Hematopoietic stem cells (HSCs) reside in specialized microenvironments (niches) in the bone marrow. The stem cell niche is thought to provide signals that support key HSC properties, including self-renewal capacity and long-term multilineage repopulation ability. The stromal cells that comprise the stem cell niche and the signals that they generate that support HSC function are the subjects of intense investigation. Here, we review the complex and diverse stromal cell populations that reside in the bone marrow and examine their contribution to HSC maintenance. We highlight recent data suggesting that perivascular chemokine CXC ligand (CXCL)12-expressing mesenchymal progenitors and endothelial cells are key cellular components of the stem cell niche in the bone marrow.
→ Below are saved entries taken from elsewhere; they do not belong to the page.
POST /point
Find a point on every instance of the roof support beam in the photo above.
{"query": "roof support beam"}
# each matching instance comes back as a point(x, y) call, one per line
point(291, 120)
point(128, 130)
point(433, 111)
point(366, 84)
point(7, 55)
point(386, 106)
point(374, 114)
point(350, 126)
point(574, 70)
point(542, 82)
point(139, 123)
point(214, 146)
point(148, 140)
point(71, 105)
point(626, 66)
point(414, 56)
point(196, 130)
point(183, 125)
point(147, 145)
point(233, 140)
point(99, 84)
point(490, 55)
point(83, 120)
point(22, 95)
Keywords: CXCL12; hematopoietic stem cells; mesenchymal stem cells; osteoblasts; stem cell niche.

Figure 1. Distinct stromal cell populations in the bone marrow contribute to HSC maintenance

A complex and diverse group of stromal cells in the bone marrow have been implicated in HSC maintenance. Endothelial cells, mesenchymal stem cells (MSCs), and CXCL12-expressing mesenchymal progenitors (CEMP cells) are perivascular stromal cells that produce a number of factors that support HSCs, including CXCL12, angiopoietin, and stem cell factor (SCF). CEMP cells have been identified as CXCL12-abundant reticular (CAR) cells, leptin receptor⁺ stromal (Lepr⁺) cells, and Nestin-GFP+ cells; these stromal cell populations likely overlap considerably. Osteoblasts and spindle-shaped N-cadherin⁺ osteoblast (SNO cells) produce a number of factors that support HSCs, including thrombopoietin (TPO) and CXCL12. Sympathetic neurons indirectly regulate HSCs by targeting CXCL12 expression. Finally, glial cells, through production of active transforming growth factor-α TGF-α and adipocytes regulate HSCs.

Figure 2. The bone marrow is highly vascularized

Confocal microscopic images of the femoral diaphysis stained with the pan-vasculature marker laminin (green) and the arterial specific marker, Sca-1 (red). A Sca-1⁺ central artery runs through the central marrow. The central artery branches off to smaller arterioles towards the endosteum. Reprinted by permission from Macmillan Publishers Ltd: Nature Cell Biology; 15 (5):533-43, copyright (2013).

Figure 3. Model of murine HSC niche

Conditional deletion of two key HSC maintenance genes, Kitl (stem cell factor, SCF) and Cxcl12, in candidate niche cells has emphasized the importance of stromal cells in the perivascular region. SCF production from endothelial cells and leptin receptor⁺ stromal (Lepr⁺) cells but not osteoblasts (Ob) is required for HSC maintenance. CXCL12 production from mesenchymal stem cells (and to a lesser extent endothelial cells) is required for HSC maintenance, while CXCL12 production form CXCL12 abundant reticular (CAR) cells or Lepr⁺ cells is required for efficient retention of hematopoietic progenitors in the bone marrow. Nestin-GFP⁺ stromal cells likely overlap with CAR cells and Lepr⁺ cells.